Safe Inline Skating Gear
Always wear safety gear anytime you go inline skating. Safety gear includes:
- A helmet. Use a helmet designed specifically for inline skating or skateboarding. These come down lower in the back, toward the base of the skull, for better protection in the event of a backward fall. Be sure that your helmet fits properly. And always fasten chin straps snugly under your chin so the helmet doesn't move around.
- Skates. They should be comfortable, with good ankle support. To check if skates offer the support you need, feel the plastic of the boot. If you can squeeze it, the material is not strong enough. Always buckle up your skates.
- Knee pads, elbow pads, and wrist guards. These help prevent scrapes and also cushion the bones in case of a fall.
- Light gloves. These can keep your fingers safe.

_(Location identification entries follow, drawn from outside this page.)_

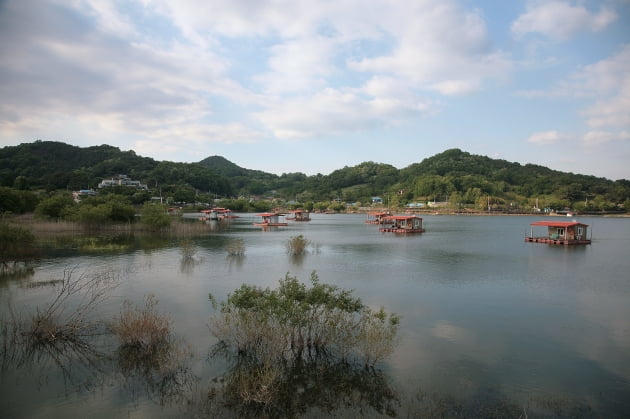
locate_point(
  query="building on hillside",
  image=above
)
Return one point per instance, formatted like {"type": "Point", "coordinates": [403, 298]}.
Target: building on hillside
{"type": "Point", "coordinates": [83, 193]}
{"type": "Point", "coordinates": [122, 180]}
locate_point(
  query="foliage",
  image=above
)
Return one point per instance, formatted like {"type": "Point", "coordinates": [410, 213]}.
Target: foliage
{"type": "Point", "coordinates": [16, 201]}
{"type": "Point", "coordinates": [67, 317]}
{"type": "Point", "coordinates": [297, 245]}
{"type": "Point", "coordinates": [236, 247]}
{"type": "Point", "coordinates": [55, 207]}
{"type": "Point", "coordinates": [155, 216]}
{"type": "Point", "coordinates": [16, 243]}
{"type": "Point", "coordinates": [142, 326]}
{"type": "Point", "coordinates": [462, 179]}
{"type": "Point", "coordinates": [294, 322]}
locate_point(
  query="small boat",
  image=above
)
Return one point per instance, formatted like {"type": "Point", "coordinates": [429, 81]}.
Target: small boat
{"type": "Point", "coordinates": [402, 224]}
{"type": "Point", "coordinates": [560, 232]}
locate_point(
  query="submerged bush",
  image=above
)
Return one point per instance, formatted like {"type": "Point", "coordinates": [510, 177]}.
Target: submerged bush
{"type": "Point", "coordinates": [16, 243]}
{"type": "Point", "coordinates": [236, 247]}
{"type": "Point", "coordinates": [295, 321]}
{"type": "Point", "coordinates": [142, 327]}
{"type": "Point", "coordinates": [297, 245]}
{"type": "Point", "coordinates": [155, 216]}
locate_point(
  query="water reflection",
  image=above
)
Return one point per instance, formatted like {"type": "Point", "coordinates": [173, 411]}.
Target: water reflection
{"type": "Point", "coordinates": [320, 383]}
{"type": "Point", "coordinates": [15, 271]}
{"type": "Point", "coordinates": [160, 372]}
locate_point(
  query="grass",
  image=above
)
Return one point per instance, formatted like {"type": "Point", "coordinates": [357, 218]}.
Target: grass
{"type": "Point", "coordinates": [46, 228]}
{"type": "Point", "coordinates": [142, 327]}
{"type": "Point", "coordinates": [297, 245]}
{"type": "Point", "coordinates": [236, 247]}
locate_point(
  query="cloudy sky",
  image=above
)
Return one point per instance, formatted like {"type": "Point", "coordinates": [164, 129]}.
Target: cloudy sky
{"type": "Point", "coordinates": [313, 86]}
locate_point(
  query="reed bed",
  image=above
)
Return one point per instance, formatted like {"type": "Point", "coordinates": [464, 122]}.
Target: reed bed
{"type": "Point", "coordinates": [47, 228]}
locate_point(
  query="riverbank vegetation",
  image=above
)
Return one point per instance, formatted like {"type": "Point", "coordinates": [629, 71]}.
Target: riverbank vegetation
{"type": "Point", "coordinates": [453, 180]}
{"type": "Point", "coordinates": [296, 322]}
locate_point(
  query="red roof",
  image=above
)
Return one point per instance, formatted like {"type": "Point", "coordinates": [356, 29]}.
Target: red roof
{"type": "Point", "coordinates": [402, 217]}
{"type": "Point", "coordinates": [558, 223]}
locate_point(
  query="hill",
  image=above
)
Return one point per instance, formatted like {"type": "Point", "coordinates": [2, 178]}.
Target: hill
{"type": "Point", "coordinates": [453, 176]}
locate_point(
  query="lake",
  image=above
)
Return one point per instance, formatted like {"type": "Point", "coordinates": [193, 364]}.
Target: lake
{"type": "Point", "coordinates": [491, 326]}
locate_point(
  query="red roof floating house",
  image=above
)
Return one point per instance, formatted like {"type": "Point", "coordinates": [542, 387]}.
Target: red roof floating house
{"type": "Point", "coordinates": [376, 217]}
{"type": "Point", "coordinates": [299, 215]}
{"type": "Point", "coordinates": [271, 219]}
{"type": "Point", "coordinates": [402, 224]}
{"type": "Point", "coordinates": [560, 232]}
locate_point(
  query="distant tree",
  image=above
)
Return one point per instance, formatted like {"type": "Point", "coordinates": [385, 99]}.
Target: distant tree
{"type": "Point", "coordinates": [155, 216]}
{"type": "Point", "coordinates": [21, 183]}
{"type": "Point", "coordinates": [16, 202]}
{"type": "Point", "coordinates": [55, 206]}
{"type": "Point", "coordinates": [16, 243]}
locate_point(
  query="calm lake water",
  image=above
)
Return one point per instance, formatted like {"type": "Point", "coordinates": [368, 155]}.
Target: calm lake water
{"type": "Point", "coordinates": [491, 325]}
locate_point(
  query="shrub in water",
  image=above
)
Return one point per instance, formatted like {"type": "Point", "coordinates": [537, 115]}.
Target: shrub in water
{"type": "Point", "coordinates": [297, 245]}
{"type": "Point", "coordinates": [295, 321]}
{"type": "Point", "coordinates": [142, 326]}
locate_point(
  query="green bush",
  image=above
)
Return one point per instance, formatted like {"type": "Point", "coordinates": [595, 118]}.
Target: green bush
{"type": "Point", "coordinates": [16, 243]}
{"type": "Point", "coordinates": [294, 321]}
{"type": "Point", "coordinates": [55, 207]}
{"type": "Point", "coordinates": [297, 245]}
{"type": "Point", "coordinates": [155, 216]}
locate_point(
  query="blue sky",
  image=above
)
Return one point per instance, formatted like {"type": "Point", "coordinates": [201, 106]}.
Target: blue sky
{"type": "Point", "coordinates": [313, 86]}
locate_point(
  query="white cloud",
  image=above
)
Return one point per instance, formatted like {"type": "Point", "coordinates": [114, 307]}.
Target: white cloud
{"type": "Point", "coordinates": [439, 47]}
{"type": "Point", "coordinates": [546, 138]}
{"type": "Point", "coordinates": [560, 19]}
{"type": "Point", "coordinates": [596, 138]}
{"type": "Point", "coordinates": [299, 65]}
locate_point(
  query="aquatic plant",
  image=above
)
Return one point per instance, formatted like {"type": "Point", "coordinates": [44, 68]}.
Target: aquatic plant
{"type": "Point", "coordinates": [297, 245]}
{"type": "Point", "coordinates": [141, 326]}
{"type": "Point", "coordinates": [236, 248]}
{"type": "Point", "coordinates": [59, 321]}
{"type": "Point", "coordinates": [189, 249]}
{"type": "Point", "coordinates": [301, 347]}
{"type": "Point", "coordinates": [295, 321]}
{"type": "Point", "coordinates": [16, 244]}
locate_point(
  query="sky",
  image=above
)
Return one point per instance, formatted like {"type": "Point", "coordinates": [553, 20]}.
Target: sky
{"type": "Point", "coordinates": [314, 86]}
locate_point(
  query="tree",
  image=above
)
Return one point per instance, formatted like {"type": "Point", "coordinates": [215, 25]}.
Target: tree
{"type": "Point", "coordinates": [55, 206]}
{"type": "Point", "coordinates": [16, 243]}
{"type": "Point", "coordinates": [295, 321]}
{"type": "Point", "coordinates": [155, 216]}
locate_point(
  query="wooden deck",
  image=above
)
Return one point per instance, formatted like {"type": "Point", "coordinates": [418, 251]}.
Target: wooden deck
{"type": "Point", "coordinates": [400, 230]}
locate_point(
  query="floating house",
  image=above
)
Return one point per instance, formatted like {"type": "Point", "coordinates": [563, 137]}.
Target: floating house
{"type": "Point", "coordinates": [560, 232]}
{"type": "Point", "coordinates": [216, 214]}
{"type": "Point", "coordinates": [299, 215]}
{"type": "Point", "coordinates": [402, 224]}
{"type": "Point", "coordinates": [376, 217]}
{"type": "Point", "coordinates": [271, 219]}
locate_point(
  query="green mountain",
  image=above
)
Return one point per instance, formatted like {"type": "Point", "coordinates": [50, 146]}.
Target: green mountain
{"type": "Point", "coordinates": [454, 176]}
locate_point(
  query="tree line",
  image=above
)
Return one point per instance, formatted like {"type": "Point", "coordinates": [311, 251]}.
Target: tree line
{"type": "Point", "coordinates": [455, 178]}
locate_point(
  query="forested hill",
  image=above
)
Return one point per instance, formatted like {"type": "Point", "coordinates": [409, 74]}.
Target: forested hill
{"type": "Point", "coordinates": [454, 176]}
{"type": "Point", "coordinates": [54, 165]}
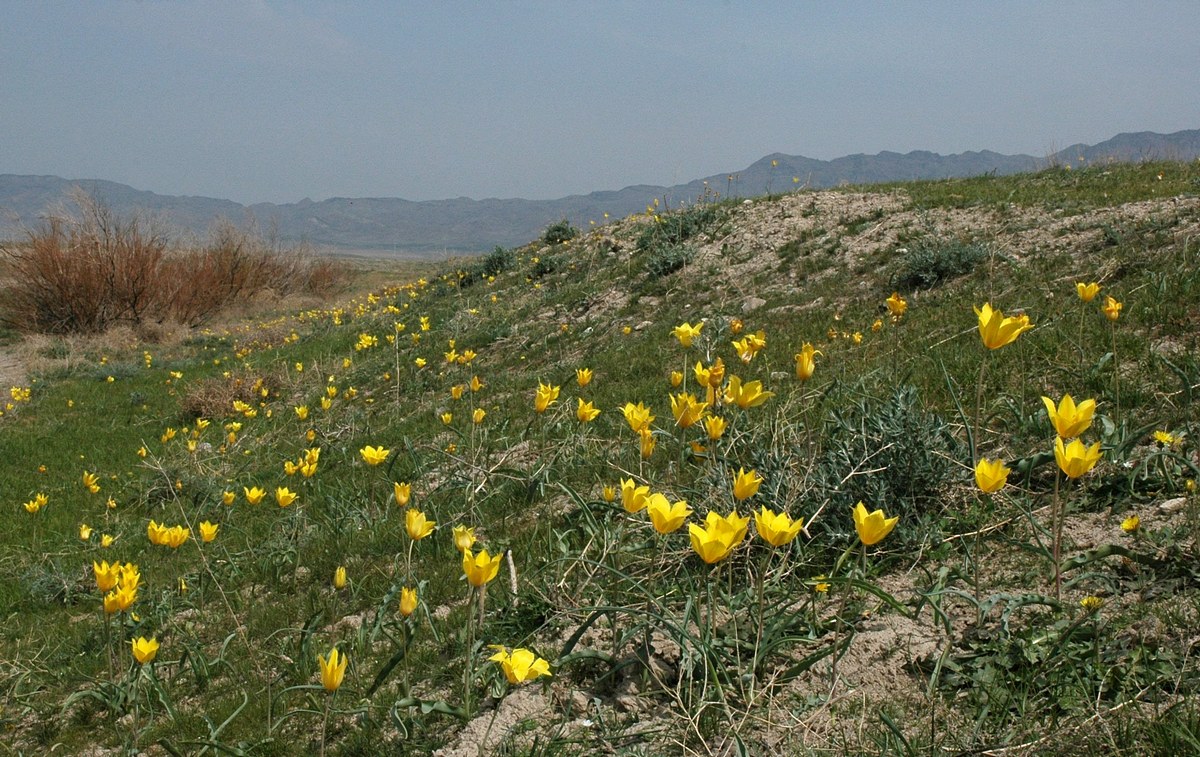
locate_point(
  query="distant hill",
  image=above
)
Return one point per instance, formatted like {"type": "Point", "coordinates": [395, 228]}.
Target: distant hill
{"type": "Point", "coordinates": [465, 224]}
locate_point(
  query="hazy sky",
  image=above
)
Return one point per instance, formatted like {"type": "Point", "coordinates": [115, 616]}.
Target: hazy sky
{"type": "Point", "coordinates": [276, 101]}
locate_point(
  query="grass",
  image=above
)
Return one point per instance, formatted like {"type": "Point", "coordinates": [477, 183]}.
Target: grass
{"type": "Point", "coordinates": [654, 648]}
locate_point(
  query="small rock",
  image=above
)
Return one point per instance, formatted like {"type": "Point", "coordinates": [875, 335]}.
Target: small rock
{"type": "Point", "coordinates": [1174, 505]}
{"type": "Point", "coordinates": [751, 304]}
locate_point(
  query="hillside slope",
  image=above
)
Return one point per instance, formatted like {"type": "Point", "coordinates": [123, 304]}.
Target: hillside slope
{"type": "Point", "coordinates": [1033, 618]}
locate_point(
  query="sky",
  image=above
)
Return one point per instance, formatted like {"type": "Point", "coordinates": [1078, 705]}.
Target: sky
{"type": "Point", "coordinates": [276, 101]}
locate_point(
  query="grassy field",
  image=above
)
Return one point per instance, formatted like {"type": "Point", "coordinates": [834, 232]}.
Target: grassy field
{"type": "Point", "coordinates": [1038, 618]}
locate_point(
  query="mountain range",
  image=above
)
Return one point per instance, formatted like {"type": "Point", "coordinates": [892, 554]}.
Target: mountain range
{"type": "Point", "coordinates": [465, 226]}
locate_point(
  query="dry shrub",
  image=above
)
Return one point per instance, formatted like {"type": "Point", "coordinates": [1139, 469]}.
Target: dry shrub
{"type": "Point", "coordinates": [91, 270]}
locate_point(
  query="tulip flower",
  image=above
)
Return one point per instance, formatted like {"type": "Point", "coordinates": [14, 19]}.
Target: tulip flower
{"type": "Point", "coordinates": [463, 538]}
{"type": "Point", "coordinates": [633, 497]}
{"type": "Point", "coordinates": [745, 485]}
{"type": "Point", "coordinates": [637, 416]}
{"type": "Point", "coordinates": [714, 426]}
{"type": "Point", "coordinates": [407, 601]}
{"type": "Point", "coordinates": [777, 529]}
{"type": "Point", "coordinates": [991, 475]}
{"type": "Point", "coordinates": [586, 413]}
{"type": "Point", "coordinates": [732, 527]}
{"type": "Point", "coordinates": [666, 517]}
{"type": "Point", "coordinates": [208, 532]}
{"type": "Point", "coordinates": [685, 332]}
{"type": "Point", "coordinates": [331, 670]}
{"type": "Point", "coordinates": [749, 346]}
{"type": "Point", "coordinates": [1075, 458]}
{"type": "Point", "coordinates": [417, 524]}
{"type": "Point", "coordinates": [373, 455]}
{"type": "Point", "coordinates": [749, 395]}
{"type": "Point", "coordinates": [481, 568]}
{"type": "Point", "coordinates": [873, 527]}
{"type": "Point", "coordinates": [106, 575]}
{"type": "Point", "coordinates": [545, 396]}
{"type": "Point", "coordinates": [804, 361]}
{"type": "Point", "coordinates": [1069, 420]}
{"type": "Point", "coordinates": [646, 440]}
{"type": "Point", "coordinates": [402, 493]}
{"type": "Point", "coordinates": [520, 665]}
{"type": "Point", "coordinates": [144, 649]}
{"type": "Point", "coordinates": [996, 331]}
{"type": "Point", "coordinates": [687, 409]}
{"type": "Point", "coordinates": [709, 544]}
{"type": "Point", "coordinates": [1087, 292]}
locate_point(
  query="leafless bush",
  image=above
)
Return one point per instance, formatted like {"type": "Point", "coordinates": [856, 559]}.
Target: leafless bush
{"type": "Point", "coordinates": [88, 271]}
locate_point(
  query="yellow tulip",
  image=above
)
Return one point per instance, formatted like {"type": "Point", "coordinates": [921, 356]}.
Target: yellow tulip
{"type": "Point", "coordinates": [749, 395]}
{"type": "Point", "coordinates": [586, 413]}
{"type": "Point", "coordinates": [373, 455]}
{"type": "Point", "coordinates": [1069, 420]}
{"type": "Point", "coordinates": [646, 438]}
{"type": "Point", "coordinates": [417, 524]}
{"type": "Point", "coordinates": [407, 601]}
{"type": "Point", "coordinates": [545, 396]}
{"type": "Point", "coordinates": [1075, 458]}
{"type": "Point", "coordinates": [777, 529]}
{"type": "Point", "coordinates": [1087, 292]}
{"type": "Point", "coordinates": [637, 416]}
{"type": "Point", "coordinates": [463, 538]}
{"type": "Point", "coordinates": [991, 475]}
{"type": "Point", "coordinates": [714, 426]}
{"type": "Point", "coordinates": [481, 568]}
{"type": "Point", "coordinates": [996, 331]}
{"type": "Point", "coordinates": [1111, 308]}
{"type": "Point", "coordinates": [144, 649]}
{"type": "Point", "coordinates": [633, 497]}
{"type": "Point", "coordinates": [873, 527]}
{"type": "Point", "coordinates": [106, 575]}
{"type": "Point", "coordinates": [687, 409]}
{"type": "Point", "coordinates": [520, 665]}
{"type": "Point", "coordinates": [804, 361]}
{"type": "Point", "coordinates": [708, 542]}
{"type": "Point", "coordinates": [402, 492]}
{"type": "Point", "coordinates": [749, 346]}
{"type": "Point", "coordinates": [745, 485]}
{"type": "Point", "coordinates": [331, 670]}
{"type": "Point", "coordinates": [666, 516]}
{"type": "Point", "coordinates": [208, 532]}
{"type": "Point", "coordinates": [685, 332]}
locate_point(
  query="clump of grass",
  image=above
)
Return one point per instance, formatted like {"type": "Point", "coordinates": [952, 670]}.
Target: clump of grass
{"type": "Point", "coordinates": [929, 263]}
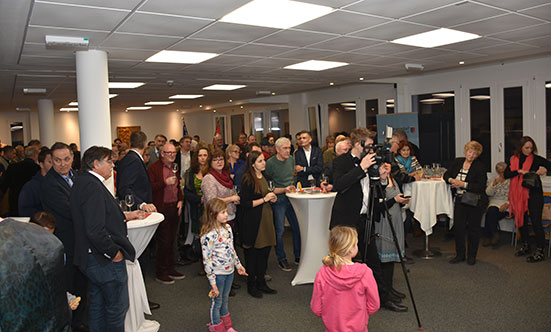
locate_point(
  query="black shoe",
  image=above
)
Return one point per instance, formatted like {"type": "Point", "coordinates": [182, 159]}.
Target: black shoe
{"type": "Point", "coordinates": [397, 294]}
{"type": "Point", "coordinates": [153, 305]}
{"type": "Point", "coordinates": [284, 265]}
{"type": "Point", "coordinates": [389, 305]}
{"type": "Point", "coordinates": [254, 292]}
{"type": "Point", "coordinates": [456, 260]}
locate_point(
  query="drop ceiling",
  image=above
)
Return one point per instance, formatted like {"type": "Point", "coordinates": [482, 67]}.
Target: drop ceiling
{"type": "Point", "coordinates": [357, 32]}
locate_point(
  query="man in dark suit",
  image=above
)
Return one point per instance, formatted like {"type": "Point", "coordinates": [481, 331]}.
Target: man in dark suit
{"type": "Point", "coordinates": [17, 175]}
{"type": "Point", "coordinates": [55, 191]}
{"type": "Point", "coordinates": [351, 206]}
{"type": "Point", "coordinates": [102, 244]}
{"type": "Point", "coordinates": [308, 160]}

- A mouthguard. A mouthguard will help protect your teeth and mouth in case of a crash or fall.
Learning to Skate Safely
To prevent injuries while learning to skate:
- Consider taking lessons from a trained instructor or experienced skater before you try skating on your own.
- When first learning to skate, pick an open space, such as empty parking lots, unused tennis courts, or an area of smooth pavement with grass beside it. (The grass will give you a soft place to fall as you learn to skate.)
- When your skills have advanced a little, try an indoor or outdoor skating rink.
- When you're comfortable at a skating rink, you can try a skate park or trail.
- Never try to take on a ramp or bowl until you're a good enough skater to do so safely.
Safe Outdoor Skating
It's important to stay alert while skating outdoors. Don't wear headphones or earbuds or anything else that might make you less aware of your surroundings. While skating, carry a few essentials with you, such as:
- a form of identification
- a cellphone
- a whistle to blow to attract attention if you're hurt or in a situation where you don't feel safe
Other safety tips:
- Skate during daylight hours.
- Skate with a friend, if possible.
- Try to use recreational trails. Avoid sidewalks and roads as much as possible. If you must use roadways, never skate in traffic.
- Stay to the right when skating on sidewalks, bike paths, and trails. If you're going to pass another person, do so on the left and call out "On your left!" to let them know you're coming.
- On hot days, bring extra water.
- Wear sunscreen with an SPF of 30 or higher when skating outdoors.
- Never skate when it's raining or snowing, as this will make surfaces slippery and increase your chances of getting hurt.
- Never get towed behind a car, bike, or other vehicle. This can lead to serious injuries.
Note: All information is for educational purposes only. For specific medical advice, diagnoses, and treatment, consult your doctor.